Lady Clara nodded, then looked back at them. "Don't concern yourself with her."
"Should we be worried about ourselves?" Jim asked, the accusing tone the most he could muster in bravado.
"No." The response surprised him, as an official behind her stepped forward and collecting their papers. "Gene Starwind, James Hawking, Tasogare no Suzuka, and Melfina Khann. You're here on behalf of a foreign government to complete an arms trade with the Ctarl-Ctarl Imperial government. And I am here on behalf of that government to see that this is completed smoothly." Her Terran, all things considered, was excellent, but then again so had Aisha's been even when they first met.
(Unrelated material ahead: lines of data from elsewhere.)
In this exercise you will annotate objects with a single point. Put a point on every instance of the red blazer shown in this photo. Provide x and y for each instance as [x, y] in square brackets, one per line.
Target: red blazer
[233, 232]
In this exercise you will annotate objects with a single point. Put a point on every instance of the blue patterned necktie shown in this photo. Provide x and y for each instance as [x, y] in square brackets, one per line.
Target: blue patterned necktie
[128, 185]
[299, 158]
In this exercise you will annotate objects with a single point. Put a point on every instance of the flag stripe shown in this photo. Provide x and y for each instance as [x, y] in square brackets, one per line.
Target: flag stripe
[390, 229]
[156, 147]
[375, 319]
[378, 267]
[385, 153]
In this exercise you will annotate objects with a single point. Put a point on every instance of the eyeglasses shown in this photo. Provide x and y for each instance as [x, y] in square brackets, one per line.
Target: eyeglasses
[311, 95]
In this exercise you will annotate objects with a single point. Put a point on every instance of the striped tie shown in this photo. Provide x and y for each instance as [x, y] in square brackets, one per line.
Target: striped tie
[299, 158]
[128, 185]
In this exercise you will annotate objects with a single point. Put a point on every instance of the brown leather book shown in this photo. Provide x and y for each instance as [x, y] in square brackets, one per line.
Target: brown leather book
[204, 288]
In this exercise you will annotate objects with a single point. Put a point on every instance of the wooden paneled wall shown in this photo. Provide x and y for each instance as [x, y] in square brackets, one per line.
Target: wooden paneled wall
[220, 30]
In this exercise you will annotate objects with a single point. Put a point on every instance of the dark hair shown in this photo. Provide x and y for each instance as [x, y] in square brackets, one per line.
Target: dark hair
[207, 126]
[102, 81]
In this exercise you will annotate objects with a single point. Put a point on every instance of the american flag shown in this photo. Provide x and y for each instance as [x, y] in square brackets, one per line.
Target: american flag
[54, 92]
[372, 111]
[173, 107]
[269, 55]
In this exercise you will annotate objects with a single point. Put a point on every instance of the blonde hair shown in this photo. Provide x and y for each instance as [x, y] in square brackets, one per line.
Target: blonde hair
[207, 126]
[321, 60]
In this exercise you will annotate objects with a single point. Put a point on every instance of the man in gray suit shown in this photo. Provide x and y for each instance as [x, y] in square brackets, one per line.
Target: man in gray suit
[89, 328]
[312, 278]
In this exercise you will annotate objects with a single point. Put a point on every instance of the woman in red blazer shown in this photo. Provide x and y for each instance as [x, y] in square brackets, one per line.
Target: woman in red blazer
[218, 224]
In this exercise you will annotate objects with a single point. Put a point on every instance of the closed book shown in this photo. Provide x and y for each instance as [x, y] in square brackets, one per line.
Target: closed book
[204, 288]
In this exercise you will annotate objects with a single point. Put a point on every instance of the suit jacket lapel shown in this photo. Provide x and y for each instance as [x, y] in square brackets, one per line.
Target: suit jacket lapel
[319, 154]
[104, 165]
"Huh," was what Gene managed, rather casually, after he finally turned away from Bethany. Jim gave Gene a clear look, and Gene managed an equally-clear response: don't ask about their guide, the one who was being escorted away under force.
"Please gather your belongings." Her eyes wandered briefly at the large attaché case that Gene had not parted with that day. "We've made arrangements for visa and permits." With that, Lady Clara turned, her textured cape briefly unfolding out behind her, and led the way.
"And that's it?" Melfina asked. She hadn't gotten the message they had, and gave Bethany a long glance as she departed, an official at either arm.
"That's it," Suzuka conceded.
Jim didn't look back, and watched Lady Clara and her entourage moving away. "Now I remember. She reminds me of Hild."
Terms to know:
Mandarin Chinese (官话) - Tied with English as the lingua franca in most Terran worlds we see in Outlaw Star, particularly Heifong. Aside from the use of loanwords, Mandarin or "Standard Chinese" is not particularly compatible with English, and vice versa, leading to multiple incidents of simultaneous English and Chinese text appearing, seemingly interchangeably in the series. Gene Starwind seems capable of reading Chinese, as regularly appears in the Outlaw Star's instrumentation, if not outright speaking it. As it is not particularly exclusive to China on Earth, "Terran Mandarin" or "Tenpa Mandarin" is also sometimes used to describe it.
Hashiyo-Hashiyo Prime - The formal political name for the Ctarl-Ctarl Hokiyo, or homeworld, in conventional Terran use. Each of the three Ctarl-Ctarl stellar imperial dynasties each renamed the planet, and home system, after themselves.
Nguyen Khann (阮可汗) - Also transliterated "Gwen Khan", the scientist charged with the Keyline Project and and the development of both the XGP-15A-II and Melfina VSD02C, effectively her creator.
Victoria II - Second planet in the Victoria star system in what was contested space between the Ctarl-Ctarl and Terran empires, and the terminus of the Abaoaqu Line. In the last year of the First Freespace War, a major Terran Space Forces fleet was routed in the start of a series of major setbacks that eventually led the Terrans to negotiate for peace and abandon a number of planets, Victoria II included.